7月11日、映画『女が眠る時』の製作発表記者会見が都内で行われ、ビートたけし、西島秀俊忽那汐里、小山田サユリ、ウェイン・ワン監督が登壇した。

  • 女が眠る時

 原作はスペイン人作家ハヴィア・マリアスによる短編小説「WHILE THE WOMAN ARE SLEEPING」で、物語の舞台となるのは郊外のリゾートホテル。その中で2組のカップルが物語の中心となっていく。作家・健二(西島秀俊)は妻・綾(小山田サユリ)とバカンスを過ごすため、ホテルに訪れ、初老の男・佐原(ビートたけし)と若く美しい女・美樹(忽那汐里)という年の離れたカップルに出会う。異様な雰囲気を醸し出す2人のことが脳裏から離れなくなり、その日から彼らの部屋を覗き見するようになった健二。ほんの好奇心から始まった行為は常軌を逸した行動へと変化していき、予測し得なかった衝撃の結末を迎える。

 自作以外での映画主演は『血と骨』以来、実に12年ぶりとなるビートたけし。「自分のキャリアの中では、久々に緊張して手探りの状態が続きましたが、役者としても監督としてもいい勉強になりました。ワン監督の作品は一言では表せられないもので、監督の作品に参加できることが嬉しかったです」と心境を語った。また、西島は「自分の才能に苦悩する健二を演じるにあたって、監督に渡されたDVDや、自分なりに考えて選んだDVD、小説を参考にしました。また、健二がどことなくワン監督に似ていると思ったので、体型も含めてワン監督に似せるなどして撮影に臨みました」と役作りについて話した。

 本作はハリウッドを代表する巨匠ウェイン・ワン監督の初となる日本映画。そんな記念すべき映画に出演が決定した時の心境を聞かれると、忽那は「この役をいただけるとは全く思っていなかったので、決まった時には心から嬉しかったです」とコメント。小山田も「監督とお会いして役について話を聞いて、別れ際に“じゃあ日本で”と言われた時には半信半疑でしたが、その後正式的にオファーがきて、本当に嬉しかったです」と笑顔で答えた。
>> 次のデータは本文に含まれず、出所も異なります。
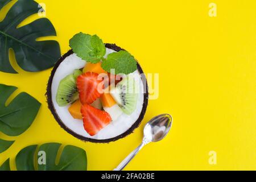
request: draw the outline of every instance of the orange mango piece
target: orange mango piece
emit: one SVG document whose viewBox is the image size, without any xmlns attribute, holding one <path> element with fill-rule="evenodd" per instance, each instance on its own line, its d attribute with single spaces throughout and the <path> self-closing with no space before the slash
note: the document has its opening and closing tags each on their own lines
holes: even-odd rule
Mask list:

 台本を変えるのが好きだというワン監督。そんな監督の演出方法に対してビートたけしは、「俺の作り方と基本的に似ている。でも俺は“こんなもんでいいや”という感じで適当だけど、ワン監督は前日からずっと台本の流れを考えていて、このシーンは必要ない、こんなシーンがあったらいいんじゃないか、と考えていて真面目」と会場の笑いを誘いながら自分との共通点、違いを話してくれた。一方、ワン監督はビートたけしに対して、「たけしさんはある意味もう1人の監督ともいうべき存在だった。色々提案をしてくれたり、逆に日本人の考え方などについてこちらから質問することもあった」と信頼していることを語った。また、実際にそんな2人のやりとりを見ていた西島は、「2人が話していく中でどんどんストーリーが膨らんでいくのを目の当たりにして、僕にとっては今後の俳優人生の財産になりました」とコメントした。

  • 女が眠る時

映画、『女が眠る時』の公開は2016年の春頃の予定。